Et Donald Trump est passé des menaces à l’action. Il a demandé à ce qu’une enquête soit menée contre Bruce Springsteen et contre la campagne Harris. Ce qu’il reproche aux Démocrates ? D’avoir payé le chanteur pour participer à un meeting près d’Atlanta, juste avant l’élection. Je me trouvais ce soir-là dans l’espace presse, Bruce Springsteen a joué trois morceaux emblématiques de son répertoire : The Promised Land, Land of Hope and Dreams et Dancing in the Dark, avec un petit discours très court et vif :
« Je veux un Président qui respecte la Constitution et qui ne va pas menacer mais protéger notre démocratie. »
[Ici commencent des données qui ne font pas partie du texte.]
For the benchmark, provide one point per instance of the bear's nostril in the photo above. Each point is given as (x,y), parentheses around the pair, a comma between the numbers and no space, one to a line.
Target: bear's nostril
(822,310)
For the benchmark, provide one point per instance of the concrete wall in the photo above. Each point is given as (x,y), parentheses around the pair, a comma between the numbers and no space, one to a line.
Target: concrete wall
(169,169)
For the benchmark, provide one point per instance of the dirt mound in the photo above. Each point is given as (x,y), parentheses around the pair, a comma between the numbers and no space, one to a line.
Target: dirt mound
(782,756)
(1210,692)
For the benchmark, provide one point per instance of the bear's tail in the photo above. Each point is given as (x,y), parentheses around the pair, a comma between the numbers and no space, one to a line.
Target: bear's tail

Bruce Springsteen et Kamala Harris dans l’illégalité ?
Donald Trump semble mauvais gagnant sur ce coup-là, lui qui n’a jamais eu que des stars de seconde zone à ses rassemblements et qui rêve de se faire accepter par l’intelligentsia et le showbiz :
« Combien Kamala Harris a-t-elle payé Bruce Springsteen pour sa piètre prestation pendant la campagne présidentielle ? Pourquoi a-t-il accepté cet argent s’il est autant fan d’elle que ça ? N’est-ce pas là une une immense contribution illégale ? Je vais lancer une grande enquête. Les candidats n’ont pas le droit de payer pour obtenir des soutiens, ce que Kamala Harris a fait, sous le faux prétexte de divertir le public. »
Dans le viseur du Président également, Beyoncé, Oprah Winfrey ou encore Bono qui ont, eux aussi, participé à des rassemblements en faveur de la candidate démocrate. Mais est-ce vraiment illégal ? Poser la question quand il s’agit de Donald Trump, c’est déjà un peu y répondre.
Vexé par un enregistrement live
Concrètement, ces stars ne sont pas payées pour leur soutien. Selon la Federal Election Commission (FEC, la Commission Électorale Fédérale), « les candidats peuvent rémunérer des soutiens à condition que ces paiements soient inscrits comme dépenses de campagne. » La campagne Harris nie avoir payé des artistes, expliquant que tout l’argent donné à Oprah Winfrey (1 million de dollars), Beyoncé (165 000 dollars) ou d’autres sont des dépenses qui servaient à la production des meetings et que cela a été fait selon les règles.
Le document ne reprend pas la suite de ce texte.